Une particularité qui fut bientôt reconnue de la foule, c’est que ce mgannga était muet ; mais cette infirmité ne pouvait qu’accroître la considération dont on se disposait à l’entourer. Il ne faisait entendre qu’un son guttural, bas et traînant, qui n’avait aucune signification. Raison de plus pour être bien compris en matière de sortilège.

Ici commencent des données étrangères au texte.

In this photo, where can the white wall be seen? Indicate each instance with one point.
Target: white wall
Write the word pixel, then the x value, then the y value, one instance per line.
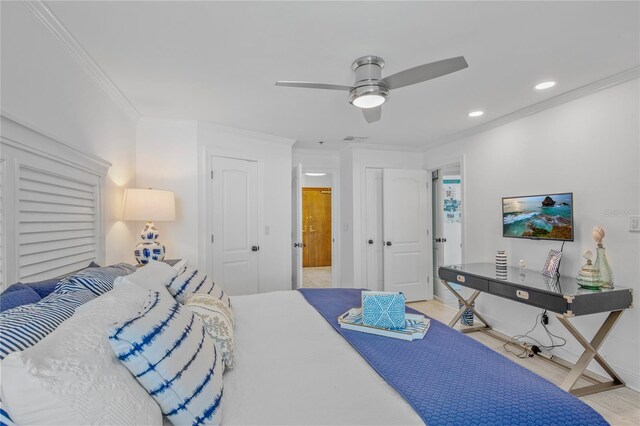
pixel 167 158
pixel 325 181
pixel 45 89
pixel 172 155
pixel 590 147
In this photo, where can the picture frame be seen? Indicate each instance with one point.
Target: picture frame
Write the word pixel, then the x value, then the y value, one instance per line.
pixel 552 264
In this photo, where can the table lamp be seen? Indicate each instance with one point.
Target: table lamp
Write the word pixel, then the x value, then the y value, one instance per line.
pixel 149 205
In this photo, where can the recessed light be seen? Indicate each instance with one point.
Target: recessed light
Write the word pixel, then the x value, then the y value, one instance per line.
pixel 545 85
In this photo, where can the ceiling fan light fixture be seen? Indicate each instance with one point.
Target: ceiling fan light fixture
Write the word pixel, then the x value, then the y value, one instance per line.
pixel 370 96
pixel 369 101
pixel 545 85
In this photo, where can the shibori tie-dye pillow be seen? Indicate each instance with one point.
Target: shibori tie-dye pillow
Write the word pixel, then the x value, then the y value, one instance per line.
pixel 190 280
pixel 173 357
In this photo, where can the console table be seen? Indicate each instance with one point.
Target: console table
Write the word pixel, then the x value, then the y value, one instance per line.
pixel 563 296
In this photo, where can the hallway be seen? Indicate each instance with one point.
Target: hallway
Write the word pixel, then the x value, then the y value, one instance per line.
pixel 317 277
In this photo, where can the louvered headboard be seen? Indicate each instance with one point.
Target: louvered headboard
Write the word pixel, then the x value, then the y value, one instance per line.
pixel 51 207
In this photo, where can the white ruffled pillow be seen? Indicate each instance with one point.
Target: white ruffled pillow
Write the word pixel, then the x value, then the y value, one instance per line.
pixel 190 280
pixel 169 352
pixel 153 276
pixel 217 319
pixel 71 376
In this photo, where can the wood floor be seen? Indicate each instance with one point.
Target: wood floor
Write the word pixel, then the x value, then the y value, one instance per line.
pixel 316 277
pixel 619 406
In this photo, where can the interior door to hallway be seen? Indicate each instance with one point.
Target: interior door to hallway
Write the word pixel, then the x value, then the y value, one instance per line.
pixel 316 227
pixel 234 216
pixel 405 228
pixel 373 223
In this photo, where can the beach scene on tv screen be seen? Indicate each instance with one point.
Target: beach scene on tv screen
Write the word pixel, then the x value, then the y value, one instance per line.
pixel 542 216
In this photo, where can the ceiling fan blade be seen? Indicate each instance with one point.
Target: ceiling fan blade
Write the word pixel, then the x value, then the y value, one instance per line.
pixel 425 72
pixel 311 85
pixel 372 114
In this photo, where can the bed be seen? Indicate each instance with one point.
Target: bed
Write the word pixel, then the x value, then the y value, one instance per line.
pixel 293 364
pixel 296 366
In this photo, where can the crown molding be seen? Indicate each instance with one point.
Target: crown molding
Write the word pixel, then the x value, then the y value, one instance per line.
pixel 588 89
pixel 21 136
pixel 44 15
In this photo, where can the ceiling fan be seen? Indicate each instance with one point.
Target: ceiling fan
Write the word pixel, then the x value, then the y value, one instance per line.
pixel 370 90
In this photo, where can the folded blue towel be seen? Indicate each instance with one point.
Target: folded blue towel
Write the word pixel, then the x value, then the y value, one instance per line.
pixel 383 309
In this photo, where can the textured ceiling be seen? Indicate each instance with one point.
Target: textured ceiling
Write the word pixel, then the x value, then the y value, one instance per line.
pixel 218 61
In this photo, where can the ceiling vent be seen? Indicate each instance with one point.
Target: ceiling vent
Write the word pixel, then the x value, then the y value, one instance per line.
pixel 355 138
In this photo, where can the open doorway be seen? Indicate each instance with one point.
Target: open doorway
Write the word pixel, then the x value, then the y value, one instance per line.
pixel 317 230
pixel 447 225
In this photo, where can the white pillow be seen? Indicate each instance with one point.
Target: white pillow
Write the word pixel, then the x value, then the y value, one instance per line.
pixel 153 276
pixel 169 352
pixel 217 319
pixel 71 376
pixel 190 280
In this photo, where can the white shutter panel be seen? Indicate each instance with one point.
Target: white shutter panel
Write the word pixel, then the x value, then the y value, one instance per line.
pixel 57 224
pixel 51 217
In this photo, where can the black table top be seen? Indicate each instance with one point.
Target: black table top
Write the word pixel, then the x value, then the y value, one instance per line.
pixel 566 286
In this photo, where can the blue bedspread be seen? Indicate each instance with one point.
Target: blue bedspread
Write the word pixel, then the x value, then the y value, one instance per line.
pixel 451 379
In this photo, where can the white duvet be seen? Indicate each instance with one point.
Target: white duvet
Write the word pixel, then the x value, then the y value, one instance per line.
pixel 293 368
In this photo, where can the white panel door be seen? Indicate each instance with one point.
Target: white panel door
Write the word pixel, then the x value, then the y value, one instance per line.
pixel 373 233
pixel 405 215
pixel 235 225
pixel 296 232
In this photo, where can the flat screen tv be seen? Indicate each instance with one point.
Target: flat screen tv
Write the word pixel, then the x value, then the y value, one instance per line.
pixel 538 217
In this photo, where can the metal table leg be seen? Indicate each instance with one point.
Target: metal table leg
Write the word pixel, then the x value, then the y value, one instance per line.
pixel 590 353
pixel 466 304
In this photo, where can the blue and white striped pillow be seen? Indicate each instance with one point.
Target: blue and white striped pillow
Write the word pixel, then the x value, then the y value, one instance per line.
pixel 190 280
pixel 97 280
pixel 24 326
pixel 171 355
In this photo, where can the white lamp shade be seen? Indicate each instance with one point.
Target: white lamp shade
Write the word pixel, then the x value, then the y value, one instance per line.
pixel 149 205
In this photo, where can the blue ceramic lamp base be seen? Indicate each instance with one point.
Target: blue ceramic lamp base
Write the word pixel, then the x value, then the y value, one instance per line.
pixel 149 249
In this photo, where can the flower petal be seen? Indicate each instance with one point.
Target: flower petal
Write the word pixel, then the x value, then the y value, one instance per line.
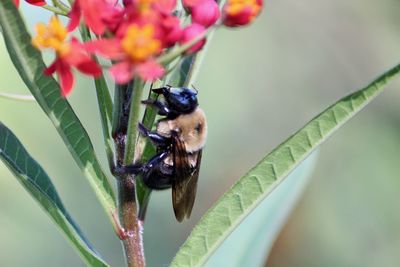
pixel 51 69
pixel 189 33
pixel 122 72
pixel 108 48
pixel 75 16
pixel 66 78
pixel 149 70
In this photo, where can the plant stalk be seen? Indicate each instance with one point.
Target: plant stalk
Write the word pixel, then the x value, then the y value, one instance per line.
pixel 127 101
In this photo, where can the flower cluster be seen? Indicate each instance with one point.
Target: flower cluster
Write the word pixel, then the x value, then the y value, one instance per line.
pixel 134 34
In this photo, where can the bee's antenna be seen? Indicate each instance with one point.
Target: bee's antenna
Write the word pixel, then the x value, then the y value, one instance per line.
pixel 197 91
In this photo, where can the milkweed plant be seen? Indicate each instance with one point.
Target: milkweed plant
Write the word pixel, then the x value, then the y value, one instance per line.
pixel 139 45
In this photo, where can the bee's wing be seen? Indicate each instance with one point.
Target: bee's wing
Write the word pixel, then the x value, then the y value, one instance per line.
pixel 184 185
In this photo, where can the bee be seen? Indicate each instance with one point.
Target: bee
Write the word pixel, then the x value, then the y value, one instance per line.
pixel 179 138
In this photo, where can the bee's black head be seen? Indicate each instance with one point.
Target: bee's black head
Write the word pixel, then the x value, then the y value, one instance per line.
pixel 181 100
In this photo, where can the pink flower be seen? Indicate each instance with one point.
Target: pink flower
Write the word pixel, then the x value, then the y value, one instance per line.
pixel 68 54
pixel 191 32
pixel 205 13
pixel 134 53
pixel 32 2
pixel 97 14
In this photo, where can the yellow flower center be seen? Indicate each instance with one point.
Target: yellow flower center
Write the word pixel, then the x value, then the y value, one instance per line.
pixel 52 36
pixel 139 43
pixel 234 7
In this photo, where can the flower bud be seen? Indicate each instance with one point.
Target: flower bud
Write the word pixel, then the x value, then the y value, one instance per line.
pixel 205 13
pixel 191 32
pixel 172 30
pixel 241 12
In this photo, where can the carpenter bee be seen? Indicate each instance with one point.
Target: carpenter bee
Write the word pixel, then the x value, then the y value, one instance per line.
pixel 179 138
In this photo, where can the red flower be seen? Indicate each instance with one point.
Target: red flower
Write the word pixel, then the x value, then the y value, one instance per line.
pixel 134 53
pixel 205 13
pixel 191 32
pixel 97 14
pixel 68 54
pixel 32 2
pixel 241 12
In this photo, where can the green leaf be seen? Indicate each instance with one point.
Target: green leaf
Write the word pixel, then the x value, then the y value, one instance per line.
pixel 252 188
pixel 35 180
pixel 17 97
pixel 250 243
pixel 29 64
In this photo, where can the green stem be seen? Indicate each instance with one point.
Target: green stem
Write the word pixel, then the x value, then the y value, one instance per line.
pixel 132 133
pixel 61 6
pixel 55 10
pixel 25 98
pixel 105 105
pixel 126 110
pixel 178 51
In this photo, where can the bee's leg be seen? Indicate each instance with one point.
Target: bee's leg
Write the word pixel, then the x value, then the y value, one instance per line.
pixel 156 174
pixel 163 109
pixel 130 169
pixel 161 90
pixel 156 139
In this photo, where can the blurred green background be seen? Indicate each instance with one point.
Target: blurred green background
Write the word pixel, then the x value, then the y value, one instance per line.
pixel 257 85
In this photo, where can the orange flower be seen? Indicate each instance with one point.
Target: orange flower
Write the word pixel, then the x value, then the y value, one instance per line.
pixel 241 12
pixel 135 53
pixel 68 54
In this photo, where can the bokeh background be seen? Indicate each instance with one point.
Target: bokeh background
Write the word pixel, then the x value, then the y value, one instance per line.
pixel 258 85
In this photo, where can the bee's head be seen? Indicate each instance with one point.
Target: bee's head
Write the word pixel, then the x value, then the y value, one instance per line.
pixel 180 99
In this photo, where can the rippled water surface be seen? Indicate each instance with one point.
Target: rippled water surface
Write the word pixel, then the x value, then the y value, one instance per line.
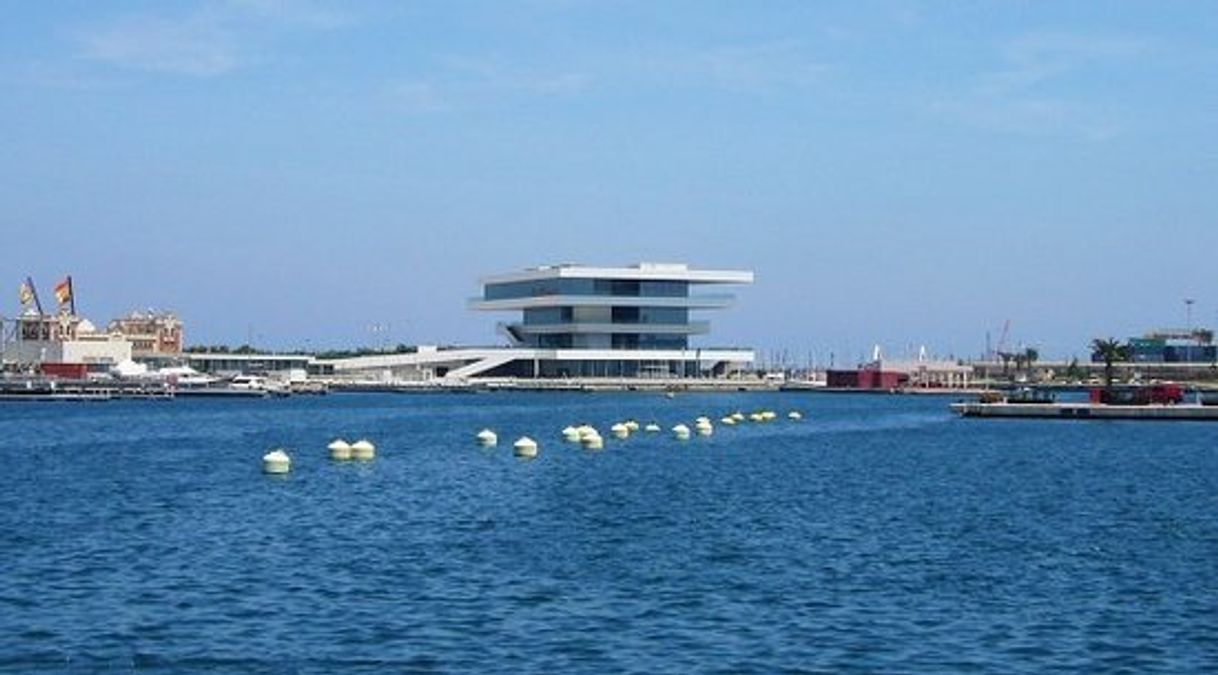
pixel 877 534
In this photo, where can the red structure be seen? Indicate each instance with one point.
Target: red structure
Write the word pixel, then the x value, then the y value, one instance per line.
pixel 66 371
pixel 866 378
pixel 1158 394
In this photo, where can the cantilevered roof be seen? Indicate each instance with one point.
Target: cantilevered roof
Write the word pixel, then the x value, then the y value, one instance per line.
pixel 641 272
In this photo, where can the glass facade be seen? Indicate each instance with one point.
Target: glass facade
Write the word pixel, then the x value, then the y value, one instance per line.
pixel 623 288
pixel 570 308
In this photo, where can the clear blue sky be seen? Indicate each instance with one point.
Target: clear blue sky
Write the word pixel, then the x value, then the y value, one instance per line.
pixel 894 172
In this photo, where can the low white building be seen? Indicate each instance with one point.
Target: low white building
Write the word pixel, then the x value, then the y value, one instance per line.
pixel 38 339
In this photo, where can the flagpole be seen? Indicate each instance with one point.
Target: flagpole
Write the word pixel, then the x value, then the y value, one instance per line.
pixel 38 302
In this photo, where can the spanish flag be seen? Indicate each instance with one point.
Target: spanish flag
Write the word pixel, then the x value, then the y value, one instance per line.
pixel 63 291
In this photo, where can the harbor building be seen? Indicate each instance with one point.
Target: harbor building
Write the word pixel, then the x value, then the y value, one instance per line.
pixel 1172 346
pixel 580 321
pixel 152 334
pixel 910 373
pixel 62 344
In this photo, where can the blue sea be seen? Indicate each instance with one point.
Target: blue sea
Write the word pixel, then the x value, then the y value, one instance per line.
pixel 877 534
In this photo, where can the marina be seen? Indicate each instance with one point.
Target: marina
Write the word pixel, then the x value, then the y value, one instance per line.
pixel 792 533
pixel 1179 412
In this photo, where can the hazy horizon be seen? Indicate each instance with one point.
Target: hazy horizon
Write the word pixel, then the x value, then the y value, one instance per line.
pixel 296 174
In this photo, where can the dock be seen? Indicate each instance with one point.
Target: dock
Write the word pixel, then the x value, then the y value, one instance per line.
pixel 1177 412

Le mgannga fit d’abord le tour de la grande place, exécutant une sorte de pavane qui mettait en branle tout son carillon de sonnettes. La foule le suivait en imitant ses mouvements. On eût dit une troupe de singes suivant un gigantesque quadrumane. Puis, soudain, le sorcier, enfilant la rue principale de Kazonndé, se dirigea vers la résidence royale.

Dès que la reine Moina eut été prévenue de l’arrivée du nouveau devin, elle parut, suivie de ses courtisans.

Le mgannga s’inclina jusque dans la poussière et releva la tête en déployant sa taille superbe. Ses bras s’étendirent alors vers le ciel, que sillonnaient rapidement des lambeaux de nuages. Ces nuages, le sorcier les désigna de la main ; il imita leurs mouvements dans une pantomime animée ; il les montra fuyant dans l’ouest, mais revenant à l’est par un mouvement de rotation qu’aucune puissance ne pouvait enrayer.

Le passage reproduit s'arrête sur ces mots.